Andrew Miller, Oxygen: I picked it up for $5 at the bookstore, really enjoyed it, then realized I had read another of his books in a similar fashion.
Denise Mina, Field of Blood: Totally accidental borrowing from BFF, and now I practically keep her in business. Her first book is the real thing, though--it's the thinking woman's mystery. Gory.
Tim O'Brien, The Things They Carried: a semi-autobiographical book of interlinked short stories about the Vietnam war. I thought there was nothing more anyone could do with the subject post-Apocalypse-Now and Born-on-the-Fourth-of-July, but I was WAY wrong.
Ann Patchett, Bel Canto: another beautifully written book. It's hard to explain her way with words if you haven't been there.
Chang-Rae Lee, Native Speaker: It's the Korean-American immigrant story, beautifully told.

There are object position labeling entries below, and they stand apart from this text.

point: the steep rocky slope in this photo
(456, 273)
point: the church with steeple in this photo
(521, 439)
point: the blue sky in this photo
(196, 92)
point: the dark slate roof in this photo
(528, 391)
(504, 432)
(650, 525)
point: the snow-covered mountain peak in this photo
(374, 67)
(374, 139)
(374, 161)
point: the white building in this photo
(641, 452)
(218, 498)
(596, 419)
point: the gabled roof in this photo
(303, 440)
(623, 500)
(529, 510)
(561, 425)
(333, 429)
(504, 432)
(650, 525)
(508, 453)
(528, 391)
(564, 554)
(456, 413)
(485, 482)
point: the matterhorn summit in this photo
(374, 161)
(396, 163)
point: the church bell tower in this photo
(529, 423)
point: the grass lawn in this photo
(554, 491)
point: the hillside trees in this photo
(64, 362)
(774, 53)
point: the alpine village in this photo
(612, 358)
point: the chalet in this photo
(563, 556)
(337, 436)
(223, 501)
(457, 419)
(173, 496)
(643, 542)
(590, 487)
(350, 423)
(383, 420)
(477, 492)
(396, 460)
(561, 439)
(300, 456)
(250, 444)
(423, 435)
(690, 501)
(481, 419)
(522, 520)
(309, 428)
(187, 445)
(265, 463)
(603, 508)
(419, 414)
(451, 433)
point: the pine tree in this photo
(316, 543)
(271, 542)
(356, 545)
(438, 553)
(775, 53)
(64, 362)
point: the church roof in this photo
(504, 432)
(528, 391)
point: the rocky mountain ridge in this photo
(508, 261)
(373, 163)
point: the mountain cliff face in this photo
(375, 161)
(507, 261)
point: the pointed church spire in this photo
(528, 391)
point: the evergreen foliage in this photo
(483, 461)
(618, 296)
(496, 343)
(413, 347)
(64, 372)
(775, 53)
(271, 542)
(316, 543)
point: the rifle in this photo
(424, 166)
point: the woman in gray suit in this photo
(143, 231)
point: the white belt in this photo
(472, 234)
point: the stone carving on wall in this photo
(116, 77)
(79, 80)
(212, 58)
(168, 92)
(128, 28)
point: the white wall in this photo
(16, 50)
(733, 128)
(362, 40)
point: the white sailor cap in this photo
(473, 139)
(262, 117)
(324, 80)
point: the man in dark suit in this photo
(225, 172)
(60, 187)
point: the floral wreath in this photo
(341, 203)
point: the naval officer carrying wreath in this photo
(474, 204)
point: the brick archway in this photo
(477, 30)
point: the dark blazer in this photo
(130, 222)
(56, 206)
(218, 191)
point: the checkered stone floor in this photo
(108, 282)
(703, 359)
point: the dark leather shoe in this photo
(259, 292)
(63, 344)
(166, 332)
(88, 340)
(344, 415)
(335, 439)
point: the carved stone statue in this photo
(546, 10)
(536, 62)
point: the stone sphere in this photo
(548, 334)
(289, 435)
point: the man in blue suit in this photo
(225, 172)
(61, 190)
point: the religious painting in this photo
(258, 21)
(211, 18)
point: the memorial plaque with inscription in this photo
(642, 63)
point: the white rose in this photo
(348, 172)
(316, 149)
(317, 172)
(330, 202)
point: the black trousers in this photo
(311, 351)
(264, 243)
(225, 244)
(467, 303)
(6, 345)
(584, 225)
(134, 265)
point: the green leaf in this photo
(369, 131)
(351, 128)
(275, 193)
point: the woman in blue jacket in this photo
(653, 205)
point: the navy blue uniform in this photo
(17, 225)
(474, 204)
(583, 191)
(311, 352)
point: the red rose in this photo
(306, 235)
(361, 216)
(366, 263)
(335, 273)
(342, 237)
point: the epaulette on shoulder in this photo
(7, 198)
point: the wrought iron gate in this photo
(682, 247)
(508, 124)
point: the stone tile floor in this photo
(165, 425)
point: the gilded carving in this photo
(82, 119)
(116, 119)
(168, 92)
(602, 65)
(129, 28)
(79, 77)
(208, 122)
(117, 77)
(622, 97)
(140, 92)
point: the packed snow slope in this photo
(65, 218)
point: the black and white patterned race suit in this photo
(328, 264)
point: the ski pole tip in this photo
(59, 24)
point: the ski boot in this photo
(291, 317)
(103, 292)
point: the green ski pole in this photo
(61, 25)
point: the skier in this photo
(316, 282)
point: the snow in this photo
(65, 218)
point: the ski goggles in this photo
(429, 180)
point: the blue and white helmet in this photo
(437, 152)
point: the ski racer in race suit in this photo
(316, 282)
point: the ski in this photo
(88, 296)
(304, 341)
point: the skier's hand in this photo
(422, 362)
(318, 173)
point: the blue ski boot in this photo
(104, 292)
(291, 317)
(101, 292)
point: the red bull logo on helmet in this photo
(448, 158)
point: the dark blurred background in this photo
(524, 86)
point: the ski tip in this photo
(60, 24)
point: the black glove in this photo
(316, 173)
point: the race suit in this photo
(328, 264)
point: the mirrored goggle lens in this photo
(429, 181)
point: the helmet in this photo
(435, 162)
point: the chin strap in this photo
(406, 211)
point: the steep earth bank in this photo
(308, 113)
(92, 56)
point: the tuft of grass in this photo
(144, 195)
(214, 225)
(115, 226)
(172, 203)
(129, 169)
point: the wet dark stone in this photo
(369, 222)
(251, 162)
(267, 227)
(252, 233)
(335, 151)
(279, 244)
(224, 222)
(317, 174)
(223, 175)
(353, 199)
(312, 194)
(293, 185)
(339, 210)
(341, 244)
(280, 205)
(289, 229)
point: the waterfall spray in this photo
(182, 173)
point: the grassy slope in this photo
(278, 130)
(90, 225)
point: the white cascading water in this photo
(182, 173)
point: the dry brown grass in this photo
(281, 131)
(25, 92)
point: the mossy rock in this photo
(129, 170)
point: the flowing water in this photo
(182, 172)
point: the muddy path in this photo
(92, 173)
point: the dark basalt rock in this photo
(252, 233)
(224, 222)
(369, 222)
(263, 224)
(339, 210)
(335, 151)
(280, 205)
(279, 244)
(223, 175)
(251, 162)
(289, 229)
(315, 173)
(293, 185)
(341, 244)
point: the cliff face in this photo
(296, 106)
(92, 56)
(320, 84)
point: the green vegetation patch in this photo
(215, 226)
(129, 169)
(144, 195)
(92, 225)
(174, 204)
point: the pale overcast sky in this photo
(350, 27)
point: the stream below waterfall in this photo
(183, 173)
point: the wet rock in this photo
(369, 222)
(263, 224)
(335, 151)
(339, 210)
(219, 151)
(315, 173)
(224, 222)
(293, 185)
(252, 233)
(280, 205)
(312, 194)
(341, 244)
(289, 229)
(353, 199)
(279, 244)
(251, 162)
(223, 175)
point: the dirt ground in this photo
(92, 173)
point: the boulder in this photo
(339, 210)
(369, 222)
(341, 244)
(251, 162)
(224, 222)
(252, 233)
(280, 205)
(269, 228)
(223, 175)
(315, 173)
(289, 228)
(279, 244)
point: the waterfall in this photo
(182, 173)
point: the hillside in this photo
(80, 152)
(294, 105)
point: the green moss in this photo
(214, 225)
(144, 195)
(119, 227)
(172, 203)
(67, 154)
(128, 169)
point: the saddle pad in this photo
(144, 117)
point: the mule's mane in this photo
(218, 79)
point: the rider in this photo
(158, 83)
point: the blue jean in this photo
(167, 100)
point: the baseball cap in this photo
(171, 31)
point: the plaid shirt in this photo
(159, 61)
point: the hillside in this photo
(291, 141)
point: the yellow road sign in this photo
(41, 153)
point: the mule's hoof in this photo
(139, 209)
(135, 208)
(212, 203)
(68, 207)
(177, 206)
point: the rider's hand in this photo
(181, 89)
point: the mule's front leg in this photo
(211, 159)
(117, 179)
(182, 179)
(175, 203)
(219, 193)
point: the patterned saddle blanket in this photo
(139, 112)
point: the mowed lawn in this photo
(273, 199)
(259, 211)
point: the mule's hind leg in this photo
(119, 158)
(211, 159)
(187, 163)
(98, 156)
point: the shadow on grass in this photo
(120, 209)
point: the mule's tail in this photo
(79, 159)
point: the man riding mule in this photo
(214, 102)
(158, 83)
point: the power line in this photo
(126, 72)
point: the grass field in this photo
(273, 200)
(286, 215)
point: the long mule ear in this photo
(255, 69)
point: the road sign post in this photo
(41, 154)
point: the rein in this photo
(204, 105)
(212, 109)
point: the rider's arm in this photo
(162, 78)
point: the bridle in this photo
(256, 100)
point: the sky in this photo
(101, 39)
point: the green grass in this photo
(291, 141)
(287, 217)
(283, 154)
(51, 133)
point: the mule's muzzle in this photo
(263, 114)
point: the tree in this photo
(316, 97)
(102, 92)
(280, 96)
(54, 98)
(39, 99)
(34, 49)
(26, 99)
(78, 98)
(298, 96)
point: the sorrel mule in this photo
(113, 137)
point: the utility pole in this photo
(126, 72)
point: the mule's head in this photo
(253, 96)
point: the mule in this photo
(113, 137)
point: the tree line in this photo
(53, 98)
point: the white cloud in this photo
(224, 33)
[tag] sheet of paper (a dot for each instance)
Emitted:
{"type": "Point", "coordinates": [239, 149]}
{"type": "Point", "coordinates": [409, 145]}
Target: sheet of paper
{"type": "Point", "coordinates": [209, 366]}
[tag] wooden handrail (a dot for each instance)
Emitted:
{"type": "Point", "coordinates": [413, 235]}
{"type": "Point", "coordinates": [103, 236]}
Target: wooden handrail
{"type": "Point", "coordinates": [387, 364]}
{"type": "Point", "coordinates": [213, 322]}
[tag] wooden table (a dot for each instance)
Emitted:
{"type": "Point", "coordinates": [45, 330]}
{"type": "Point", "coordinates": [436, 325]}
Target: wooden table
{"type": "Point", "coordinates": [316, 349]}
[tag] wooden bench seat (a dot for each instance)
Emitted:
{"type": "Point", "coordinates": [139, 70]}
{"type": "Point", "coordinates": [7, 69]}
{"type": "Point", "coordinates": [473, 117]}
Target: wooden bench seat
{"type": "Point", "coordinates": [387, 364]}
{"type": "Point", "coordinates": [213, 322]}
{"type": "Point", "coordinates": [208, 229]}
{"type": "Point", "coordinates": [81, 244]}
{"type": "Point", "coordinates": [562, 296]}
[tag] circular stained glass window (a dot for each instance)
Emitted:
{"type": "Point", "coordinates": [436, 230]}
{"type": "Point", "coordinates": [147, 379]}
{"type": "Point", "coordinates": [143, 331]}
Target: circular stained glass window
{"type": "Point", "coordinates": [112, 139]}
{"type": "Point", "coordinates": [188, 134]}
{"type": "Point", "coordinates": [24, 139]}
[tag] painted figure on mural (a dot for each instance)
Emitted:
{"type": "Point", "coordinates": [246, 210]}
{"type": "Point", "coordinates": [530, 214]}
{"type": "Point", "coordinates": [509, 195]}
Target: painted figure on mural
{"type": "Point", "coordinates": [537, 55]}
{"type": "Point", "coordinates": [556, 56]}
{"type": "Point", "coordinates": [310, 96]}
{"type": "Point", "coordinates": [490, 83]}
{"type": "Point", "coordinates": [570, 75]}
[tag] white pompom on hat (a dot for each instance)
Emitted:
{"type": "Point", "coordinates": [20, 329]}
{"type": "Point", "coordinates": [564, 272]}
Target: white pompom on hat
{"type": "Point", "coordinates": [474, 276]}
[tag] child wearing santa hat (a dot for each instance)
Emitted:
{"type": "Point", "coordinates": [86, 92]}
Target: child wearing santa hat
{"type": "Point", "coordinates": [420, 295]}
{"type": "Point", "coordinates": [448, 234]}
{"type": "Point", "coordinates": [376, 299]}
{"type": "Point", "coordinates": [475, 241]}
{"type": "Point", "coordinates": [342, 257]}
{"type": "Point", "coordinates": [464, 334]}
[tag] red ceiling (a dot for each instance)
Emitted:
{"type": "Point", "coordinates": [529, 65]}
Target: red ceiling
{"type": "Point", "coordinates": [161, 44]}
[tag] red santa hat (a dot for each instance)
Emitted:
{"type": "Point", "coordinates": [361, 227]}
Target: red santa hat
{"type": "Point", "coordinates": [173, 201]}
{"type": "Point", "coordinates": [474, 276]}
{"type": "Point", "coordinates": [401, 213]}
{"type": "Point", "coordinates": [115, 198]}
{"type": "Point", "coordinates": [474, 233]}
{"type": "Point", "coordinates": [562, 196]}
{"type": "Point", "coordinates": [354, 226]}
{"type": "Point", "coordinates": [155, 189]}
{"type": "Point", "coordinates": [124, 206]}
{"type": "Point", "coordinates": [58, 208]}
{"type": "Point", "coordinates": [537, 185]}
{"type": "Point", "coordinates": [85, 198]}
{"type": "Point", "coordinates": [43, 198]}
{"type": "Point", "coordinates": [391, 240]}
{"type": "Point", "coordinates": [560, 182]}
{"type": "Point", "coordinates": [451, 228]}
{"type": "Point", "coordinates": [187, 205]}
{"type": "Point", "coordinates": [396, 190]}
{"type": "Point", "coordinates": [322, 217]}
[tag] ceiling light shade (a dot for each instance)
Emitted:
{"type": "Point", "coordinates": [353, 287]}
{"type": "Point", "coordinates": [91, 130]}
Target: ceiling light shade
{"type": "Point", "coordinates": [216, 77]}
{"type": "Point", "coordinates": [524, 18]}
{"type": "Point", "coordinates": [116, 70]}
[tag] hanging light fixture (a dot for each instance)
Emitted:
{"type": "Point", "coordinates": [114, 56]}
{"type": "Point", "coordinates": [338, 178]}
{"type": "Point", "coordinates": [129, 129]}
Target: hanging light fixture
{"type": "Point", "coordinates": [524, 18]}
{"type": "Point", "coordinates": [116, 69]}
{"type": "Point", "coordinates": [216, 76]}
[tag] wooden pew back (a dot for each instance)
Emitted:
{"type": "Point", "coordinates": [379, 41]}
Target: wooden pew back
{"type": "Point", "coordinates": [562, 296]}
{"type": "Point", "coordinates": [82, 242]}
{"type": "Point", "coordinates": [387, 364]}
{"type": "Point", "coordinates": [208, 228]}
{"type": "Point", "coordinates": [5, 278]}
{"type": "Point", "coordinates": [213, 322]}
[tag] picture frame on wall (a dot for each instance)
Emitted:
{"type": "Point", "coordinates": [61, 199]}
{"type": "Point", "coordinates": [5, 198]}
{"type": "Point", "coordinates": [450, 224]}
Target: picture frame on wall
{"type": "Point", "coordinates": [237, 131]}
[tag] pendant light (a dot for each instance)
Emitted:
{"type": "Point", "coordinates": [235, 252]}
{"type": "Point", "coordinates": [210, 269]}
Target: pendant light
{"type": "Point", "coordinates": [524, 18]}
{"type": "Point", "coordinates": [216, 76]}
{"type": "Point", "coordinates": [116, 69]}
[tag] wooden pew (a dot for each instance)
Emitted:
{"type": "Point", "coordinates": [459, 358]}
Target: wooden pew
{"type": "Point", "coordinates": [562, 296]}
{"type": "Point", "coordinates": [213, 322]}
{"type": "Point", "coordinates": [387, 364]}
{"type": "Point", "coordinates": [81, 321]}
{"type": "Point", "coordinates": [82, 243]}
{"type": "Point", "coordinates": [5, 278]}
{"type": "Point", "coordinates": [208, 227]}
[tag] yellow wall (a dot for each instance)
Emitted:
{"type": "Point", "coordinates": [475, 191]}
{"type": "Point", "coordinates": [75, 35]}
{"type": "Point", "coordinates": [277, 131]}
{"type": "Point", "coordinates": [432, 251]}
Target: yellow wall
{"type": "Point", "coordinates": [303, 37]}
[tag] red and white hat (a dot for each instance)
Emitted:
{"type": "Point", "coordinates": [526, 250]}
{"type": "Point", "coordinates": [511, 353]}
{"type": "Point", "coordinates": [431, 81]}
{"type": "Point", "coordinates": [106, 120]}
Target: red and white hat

Marilyn Robinson, Housekeeping (warning: this book is for style fiends only; it has a plot, but the cool part is that every single word was chosen with care to be the perfect word for its sentence--wow).
Lionel Shriver (who is actually a woman), The Post-Birthday World: A really creative set-up. A woman has the opportunity to kiss an acquaintance of her husband's. Then the book continues in alternating chapters based on whether she did it or not. Shriver has a very unconventional way of looking at the world, to say the least, as you will find if you read We Need to Talk about Kevin (not just another school shooting book, that's for darn sure) and the satire Game Control.
Zadie Smith, White Teeth: Really unusual and really good, it tells the story of two inter-connected immigrant families in the UK. But I totally can't do it justice by describing plot.
Colm Tóibín, Mothers and Sons and The Heather Blazing: I'm a sucker for Irish fiction. I think as a Jew I identify with all the suffering and yearning for a homeland. Toibin is an artist.
What do you guys like? I'm always looking for recommendations . . .
*Funny story: After I compiled the list, I realize there are an awful lot of men on it. Hmm . . . Have to think about it. Also, the number of books that take place in different countries surprised me.